By Jonathan Miller, Project Associate.

Rick Santorum, in a criticism of President Obama’s push for universal access to higher education, was quoted as saying, “President Obama once said he wants everybody in America to go to college. What a snob.” Snobbery and elitism are not new barbs with which the right is now attacking the left, but in this case, it takes on a new connotation: college, in general, is a partisan issue. Fortunately, the bit played poorly with Santorum’s own party and Republican governors have come out in support of the President.

There is widespread acknowledgement that earning a college degree, whether in a technical college setting or a four year institution, provides a higher standard of living via increased wages. The following table shows median earnings based on terminal levels of education.

Median Earnings for Levels of Educational Attainment, 2010

Source: U.S. Census Bureau, American Community Survey

Not only do better educated workers earn more, but since 2000 median earnings have increased the most for those with higher degrees, while the least educated have seen little improvement. Further, unemployment rates during the Great Recession were much lower for those with bachelor’s degrees, peaking at 5.1 percent.

However, there has recently been a national examination of whether college is “worth it.” According to the College Board tuition and fees have increased 130 percent over the past 20 years. Median incomes have not kept up.

Median Income and Tuition, 1988-2008

Source: IRS and College Board via

Further complicating the issue is the rising amount of student debt. Some people have described it as a “bubble,” in which zealous “investors” (read students) are over valuing the returns on education and paying too much (see “Debt by Degrees” by James Surowiecki, The New Yorker).

So the question becomes, can we make college “worth it”? Either the marketplace needs to rain money on college graduates or college needs to become cheaper. If we suppose, for the moment, that labor market principles are unlikely to change in the near term, then we are realistically left with the second option: make college cheaper.

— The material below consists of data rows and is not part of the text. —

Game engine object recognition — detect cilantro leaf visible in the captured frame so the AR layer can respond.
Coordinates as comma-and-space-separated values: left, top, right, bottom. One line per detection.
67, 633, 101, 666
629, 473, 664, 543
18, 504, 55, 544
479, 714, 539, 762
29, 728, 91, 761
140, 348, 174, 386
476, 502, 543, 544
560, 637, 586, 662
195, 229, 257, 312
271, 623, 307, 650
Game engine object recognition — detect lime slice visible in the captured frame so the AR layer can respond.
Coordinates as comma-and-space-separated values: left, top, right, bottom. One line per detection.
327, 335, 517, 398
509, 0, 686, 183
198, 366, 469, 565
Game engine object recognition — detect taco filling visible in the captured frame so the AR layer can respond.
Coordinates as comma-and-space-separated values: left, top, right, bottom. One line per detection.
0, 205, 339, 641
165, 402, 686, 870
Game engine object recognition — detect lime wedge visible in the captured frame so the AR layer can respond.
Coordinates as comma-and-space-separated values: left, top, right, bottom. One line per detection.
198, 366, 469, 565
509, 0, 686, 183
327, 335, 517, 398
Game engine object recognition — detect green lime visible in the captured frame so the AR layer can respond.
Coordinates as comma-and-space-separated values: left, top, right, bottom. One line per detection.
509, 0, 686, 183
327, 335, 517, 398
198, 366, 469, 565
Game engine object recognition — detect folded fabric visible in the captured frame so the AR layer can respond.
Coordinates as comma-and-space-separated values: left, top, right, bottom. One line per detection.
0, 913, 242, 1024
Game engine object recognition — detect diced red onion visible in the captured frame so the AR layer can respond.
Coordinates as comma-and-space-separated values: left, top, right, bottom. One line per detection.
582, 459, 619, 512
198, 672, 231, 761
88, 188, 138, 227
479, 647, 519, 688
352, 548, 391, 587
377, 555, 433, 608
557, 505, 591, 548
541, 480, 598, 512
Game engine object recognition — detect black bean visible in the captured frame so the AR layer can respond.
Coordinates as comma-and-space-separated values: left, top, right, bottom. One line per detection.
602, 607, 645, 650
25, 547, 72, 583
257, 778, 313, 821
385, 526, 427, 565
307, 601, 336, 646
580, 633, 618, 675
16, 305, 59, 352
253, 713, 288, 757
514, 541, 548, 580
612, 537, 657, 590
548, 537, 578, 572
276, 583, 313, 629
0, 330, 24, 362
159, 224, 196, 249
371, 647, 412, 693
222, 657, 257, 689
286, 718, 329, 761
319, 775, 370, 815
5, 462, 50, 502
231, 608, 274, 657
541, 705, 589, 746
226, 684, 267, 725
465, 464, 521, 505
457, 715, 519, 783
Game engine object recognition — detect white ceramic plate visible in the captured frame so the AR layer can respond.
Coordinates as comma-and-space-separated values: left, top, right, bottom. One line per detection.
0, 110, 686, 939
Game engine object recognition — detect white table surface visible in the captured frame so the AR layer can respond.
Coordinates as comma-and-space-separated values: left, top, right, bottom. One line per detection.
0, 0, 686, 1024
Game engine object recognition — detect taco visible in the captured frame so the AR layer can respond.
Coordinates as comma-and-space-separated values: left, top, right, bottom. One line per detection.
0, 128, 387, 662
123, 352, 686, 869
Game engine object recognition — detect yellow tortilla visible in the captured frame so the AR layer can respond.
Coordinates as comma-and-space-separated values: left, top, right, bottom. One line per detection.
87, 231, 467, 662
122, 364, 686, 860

The state of Texas has made such a proposition reality (they apparently agree that economic principles are here to stay, for a time yet). At South by Southwest in Austin, TX, educators from Texas A&M announced that students, starting in the fall of 2012, will be able to earn a bachelor’s degree from Texas A&M-San Antonio in information technology with an emphasis on cybersecurity for $9,672. The degree is being made possible through collaboration between Texas A&M and Alamo Colleges, a community college system in San Antonio. Students enrolling in the program will earn dual course credit starting their junior year in high school, attend Alamo College for a year, and finish the final year at Texas A&M-San Antonio. Testing out of required classes via AP tests help lower the cost (AP and other dual credit classes are covered by the state of Texas education funding). Graduates of the program will be around the age of 20, hold a degree, and be qualified for jobs paying between $16 and $40 per hour.

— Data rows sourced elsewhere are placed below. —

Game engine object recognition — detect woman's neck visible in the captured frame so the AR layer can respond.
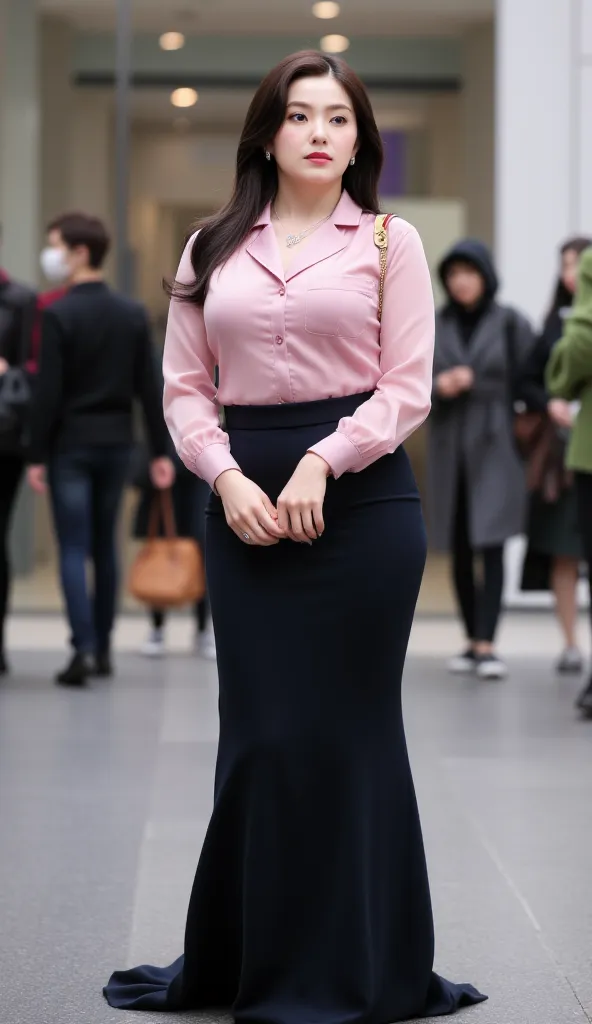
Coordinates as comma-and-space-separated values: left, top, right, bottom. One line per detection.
272, 180, 341, 223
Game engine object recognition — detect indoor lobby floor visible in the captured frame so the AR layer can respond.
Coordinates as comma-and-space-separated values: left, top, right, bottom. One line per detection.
0, 614, 592, 1024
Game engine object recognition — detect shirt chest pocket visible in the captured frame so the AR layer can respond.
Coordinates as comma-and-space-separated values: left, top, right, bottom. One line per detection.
304, 276, 378, 338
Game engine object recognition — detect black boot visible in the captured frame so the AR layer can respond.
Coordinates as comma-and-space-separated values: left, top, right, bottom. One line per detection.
55, 651, 92, 686
93, 650, 113, 678
576, 679, 592, 715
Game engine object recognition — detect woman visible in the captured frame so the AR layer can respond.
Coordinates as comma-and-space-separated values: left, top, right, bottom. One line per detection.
547, 249, 592, 716
428, 240, 533, 679
133, 450, 216, 662
520, 238, 592, 673
0, 269, 37, 676
107, 51, 483, 1024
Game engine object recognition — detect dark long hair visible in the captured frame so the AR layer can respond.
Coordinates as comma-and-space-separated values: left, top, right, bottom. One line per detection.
545, 234, 592, 324
165, 50, 383, 306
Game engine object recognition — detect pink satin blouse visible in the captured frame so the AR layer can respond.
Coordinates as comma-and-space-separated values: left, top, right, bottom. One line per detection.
164, 191, 434, 487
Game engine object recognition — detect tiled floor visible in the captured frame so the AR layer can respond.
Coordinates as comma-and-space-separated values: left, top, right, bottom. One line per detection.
0, 615, 592, 1024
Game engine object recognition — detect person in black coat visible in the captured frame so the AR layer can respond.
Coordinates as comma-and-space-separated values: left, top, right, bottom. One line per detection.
428, 239, 534, 679
519, 238, 592, 673
133, 442, 216, 660
29, 213, 174, 685
0, 226, 37, 675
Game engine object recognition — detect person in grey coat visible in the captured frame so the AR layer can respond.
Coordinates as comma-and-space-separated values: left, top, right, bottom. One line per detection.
428, 240, 534, 679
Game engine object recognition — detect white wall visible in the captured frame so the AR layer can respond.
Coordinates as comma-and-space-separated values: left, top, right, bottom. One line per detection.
495, 0, 592, 319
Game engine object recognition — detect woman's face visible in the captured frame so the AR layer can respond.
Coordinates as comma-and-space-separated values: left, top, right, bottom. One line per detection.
268, 75, 357, 186
561, 249, 580, 295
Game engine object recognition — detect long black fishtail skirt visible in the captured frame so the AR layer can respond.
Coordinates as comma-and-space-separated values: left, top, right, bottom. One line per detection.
104, 395, 484, 1024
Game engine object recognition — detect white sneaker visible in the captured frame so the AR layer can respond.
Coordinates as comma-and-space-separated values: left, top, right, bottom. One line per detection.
477, 654, 508, 679
448, 647, 477, 676
139, 630, 166, 657
196, 626, 216, 662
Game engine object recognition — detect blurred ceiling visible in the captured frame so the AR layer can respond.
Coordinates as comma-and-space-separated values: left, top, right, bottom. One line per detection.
125, 89, 429, 134
40, 0, 495, 36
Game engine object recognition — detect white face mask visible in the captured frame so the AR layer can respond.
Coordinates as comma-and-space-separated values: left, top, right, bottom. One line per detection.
40, 246, 71, 285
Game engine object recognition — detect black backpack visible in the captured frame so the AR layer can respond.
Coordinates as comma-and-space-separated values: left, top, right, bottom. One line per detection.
0, 281, 37, 453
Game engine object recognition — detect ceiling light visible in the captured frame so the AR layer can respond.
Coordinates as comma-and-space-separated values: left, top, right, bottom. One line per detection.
159, 32, 185, 50
321, 35, 349, 53
312, 0, 341, 18
171, 89, 200, 106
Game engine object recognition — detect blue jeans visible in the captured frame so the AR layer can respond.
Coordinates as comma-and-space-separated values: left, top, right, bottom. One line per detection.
48, 444, 131, 654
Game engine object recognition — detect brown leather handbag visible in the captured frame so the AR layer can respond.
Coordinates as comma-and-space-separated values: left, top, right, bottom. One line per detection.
128, 489, 206, 608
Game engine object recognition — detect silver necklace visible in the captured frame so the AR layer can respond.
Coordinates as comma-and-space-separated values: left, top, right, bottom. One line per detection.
271, 207, 333, 249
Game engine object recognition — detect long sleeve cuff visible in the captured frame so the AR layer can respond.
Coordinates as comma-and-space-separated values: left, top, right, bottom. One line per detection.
195, 442, 241, 490
308, 430, 364, 479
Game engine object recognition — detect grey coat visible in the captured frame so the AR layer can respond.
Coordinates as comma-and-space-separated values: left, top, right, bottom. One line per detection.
428, 303, 534, 551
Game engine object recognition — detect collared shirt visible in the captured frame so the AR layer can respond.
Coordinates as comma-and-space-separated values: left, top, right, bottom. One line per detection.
164, 191, 434, 486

The ability to offer a bachelor’s degree for under $10,000 was not the culmination of years of work, but rather the response of an educational system to a challenge put forth by Governor Rick Perry in his 2011 State of the State address. Plans for additional bachelor degrees under $10,000 in organizational leadership and business administration are already underway.

I think this is a game changer. Allowing students to obtain a degree in a field that will be growing for years to come, for under $10,000, is an incredible achievement. All of a sudden, students are able to access college cheaply and without spending additional years racking up debt and additional expenses.

If it’s possible in Texas, its possible anywhere.